Ported vs Manifold vacumns appear to work Somewhat opposite of each other, correct? 

I’m seeing about 18”-20” of steady vacumn at idle on the gauge inside which would appear normal , but shouldn’t there also be 0” Vacumn going to the Dist at idle so as to not operate the Advance? Or do I want Full 18” manifold idle vacumn going directly to the Distributer when idleing? 
Seems I read there’s confusion with others often hooking up Their distributors to a manifold vacumn or a ported One, any advice if The Vacumn hookup is correct would be helpful, thx


----------



## GTOJUNIOR (Aug 7, 2011)

Factory shows Ported off Carb Base. 
So it sounds like you're in a good location.

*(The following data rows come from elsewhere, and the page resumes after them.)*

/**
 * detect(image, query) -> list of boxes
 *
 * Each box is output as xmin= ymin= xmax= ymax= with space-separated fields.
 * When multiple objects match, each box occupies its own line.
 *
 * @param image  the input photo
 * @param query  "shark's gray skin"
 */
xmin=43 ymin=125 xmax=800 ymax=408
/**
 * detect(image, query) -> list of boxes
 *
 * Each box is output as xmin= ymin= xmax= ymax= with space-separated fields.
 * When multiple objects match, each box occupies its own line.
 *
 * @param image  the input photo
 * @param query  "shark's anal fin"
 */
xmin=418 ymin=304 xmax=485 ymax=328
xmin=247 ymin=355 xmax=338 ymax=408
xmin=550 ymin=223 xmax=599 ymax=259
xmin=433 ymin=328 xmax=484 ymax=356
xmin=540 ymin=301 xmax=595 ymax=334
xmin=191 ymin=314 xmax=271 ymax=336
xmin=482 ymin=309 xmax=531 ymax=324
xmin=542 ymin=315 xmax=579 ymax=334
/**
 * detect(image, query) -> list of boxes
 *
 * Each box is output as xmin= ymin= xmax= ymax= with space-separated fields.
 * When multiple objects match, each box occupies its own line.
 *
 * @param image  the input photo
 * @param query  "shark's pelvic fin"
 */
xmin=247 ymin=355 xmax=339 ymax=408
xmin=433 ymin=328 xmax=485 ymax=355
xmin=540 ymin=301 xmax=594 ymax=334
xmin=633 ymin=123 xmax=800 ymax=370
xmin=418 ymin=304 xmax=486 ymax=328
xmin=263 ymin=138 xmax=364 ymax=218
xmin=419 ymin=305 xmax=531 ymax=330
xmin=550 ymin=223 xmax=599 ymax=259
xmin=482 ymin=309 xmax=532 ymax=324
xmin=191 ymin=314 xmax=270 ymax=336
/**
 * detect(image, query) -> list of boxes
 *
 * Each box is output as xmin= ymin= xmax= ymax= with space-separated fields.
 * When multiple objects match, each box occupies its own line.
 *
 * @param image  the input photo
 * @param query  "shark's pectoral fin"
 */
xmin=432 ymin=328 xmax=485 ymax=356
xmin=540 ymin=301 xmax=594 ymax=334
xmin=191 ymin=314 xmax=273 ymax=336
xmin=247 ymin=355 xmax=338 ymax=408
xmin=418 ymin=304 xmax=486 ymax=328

On my '66 I chose to "T" off the existing hose from the man to my AC controls, this hose also is used to control the Idle "Speed-Up" Switch for my AC.
The gauge has functioned perfectly now for years.


----------



## O52 (Jan 27, 2019)

Your vacuum gauge is connected correctly. It should have full manifold vacuum at the carb base or directly from the manifold. 
Depending on the engine and year of manufacture, the distributor could have ported or full manifold vacuum. Most but not all pre-smog vehicles run manifold vacuum to the distributor. Factory timing takes this into account and normally requires that you disconnect and plug the vacuum line to the distributor when setting timing. As more and more smog equipment were added to the engines, manufacturers required ported vacuum for emission control. 
Ported vacuum is vacuum ( or lack of) above the throttle plates. Once the throttle is opened there is virtually no difference between the two.


----------



## Jetzster (Jan 18, 2020)

Thx Junior & O52, glad to know it’s correct,
and I dont have to change anything, just need now to learn the tricks on deciphering vac needle movements,
I Teed a “motor-minder” Greenline vacumn gauge under-dash to compare alongside the OEM vacumn gauge to check its accuracy, and they both do track each other almost identical, just the newer Greenline is understandably faster. Seems a lot can be gleaned from vacumn gauges when one knows how to really understand them...


----------



## PontiacJim (Dec 29, 2012)

Jetzster said:


> Thx Junior & O52, glad to know it’s correct,
> and I dont have to change anything, just need now to learn the tricks on deciphering
> the needle movements,
> I “Teed” a “motor-minder” Greenline vacumn gauge under-dash to compare alongside the OEM vacumn gauge to check its accuracy, and they both do track each other almost identical, just the newer Greenline is a tad faster.
> ...



All you need to understand is that if that needle doesn't spend most of its time at "0", then you are not using the car correctly.


----------



## O52 (Jan 27, 2019)

LOL Jim


----------



## Old Man Taylor (May 9, 2011)

By the way, there's no ported vacuum on a '64 tri-power GTO. The California cars had it on the '66 tri-power. It comes out of the middle of the center carburetor.


----------



## Jetzster (Jan 18, 2020)

Thx, Roger that, OMT, one great lookin ‘64 btw!


----------